Conference Agenda

As space for storing items is frequently scarce, it is a common approach to store items directly on top of each other within stacks, e. g., in a container terminal. Such a storing system is space-saving, but at the expense of the drawback that not every item is accessible at any time. Whenever a required item is not the topmost of its stack, all items located above it must be relocated first by means of time-consuming operations.

In this talk, we address three typical combinatorial optimization problems associated with this type of storing system: the premarshalling problem which deals with presorting operations of the stored items, the block relocation problem and the stack loading problem which deal with unloading and loading operations, respectively. A novel mixed integer linear model formulation is proposed that is applicable to all three selected optimization problems with only minor adjustments. In addition to its flexibility, the proposed model contains significantly less decision variables than existing model formulations for the addressed problems. The results of computational experiments are given.

In the era of digital commerce, the surge in online shopping and the expectation for rapid delivery have placed unprecedented demands on warehouse operations. The traditional method of order fulfilment, where human order pickers traverse large storage areas to pick items, has become a bottleneck, consuming valuable time and resources. Robotic Mobile Fulfilment Systems (RMFS) offer a solution by using robots to transport storage racks directly to human-operated picking stations, eliminating the need for pickers to travel.

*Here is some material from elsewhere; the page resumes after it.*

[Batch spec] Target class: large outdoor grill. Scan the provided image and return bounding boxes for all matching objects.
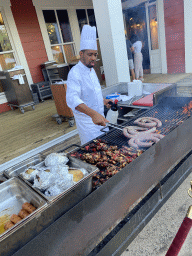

We present a new type of station, called combi-station, that enables both item picking and replenishment, as opposed to traditional separate stations. To analyse the efficiency of using combi-stations, we model the RMFS as a semi-open queueing network and apply approximation methods.

Optimizing retrieval requests in warehouses is essential for maintaining a smooth flow of products. Most studies on warehouse retrieval optimization have considered no more than two input/output-points for product retrieval. In this talk, we consider different variants of a new stacker crane scheduling problem, where pallets have to be retrieved in a warehouse with multiple input/output-points. The goal is to minimize the total travel time of the stacker crane to perform all retrievals. The problem variants we consider require determining either the pallet retrieval sequence, the assignment of pallets to input/output-points, or both. We prove NP-hardness results and identify cases that can be solved in strongly polynomial time. Additionally, we propose transformations to the traveling salesman problem, enabling the application of a vast collection of existing solution techniques. Finally, in an extensive computational study, we compare different problem variants, assess their gain of optimization, and experimentally analyze the impact of various instance parameters.

To ensure quick access to stored items, there are different types of storage systems. A number of factors, including the physical size and weight of the items to be stored, the frequency of use and the available resources (such as space), determine which type of system is most suitable for a particular warehouse. In this presentation, we examine a new type of storage system that has received little scientific attention to date: Compact storage systems. Compact storage systems aim to achieve the highest possible space utilisation with limited storage space. Although such a warehouse saves space, the removal of items from compact storage systems is complex. Due to the dense arrangement, the storage units are often not directly accessible as they are covered by other units. These must first be moved or repositioned to create enough space to access the desired item. This leads to complex decision-making processes. As the repositioning of storage units consumes energy, efficient decision-making contributes directly to an energy-efficient storage system. This requires the development of algorithmic support systems that are able to calculate optimal retrieval strategies in a reasonable amount of time.

In this presentation, we provide an overview of the combinatorial optimisation problems underlying these extraction strategies. In addition, we provide insights into the computability and algorithmic approaches used to derive efficient solutions.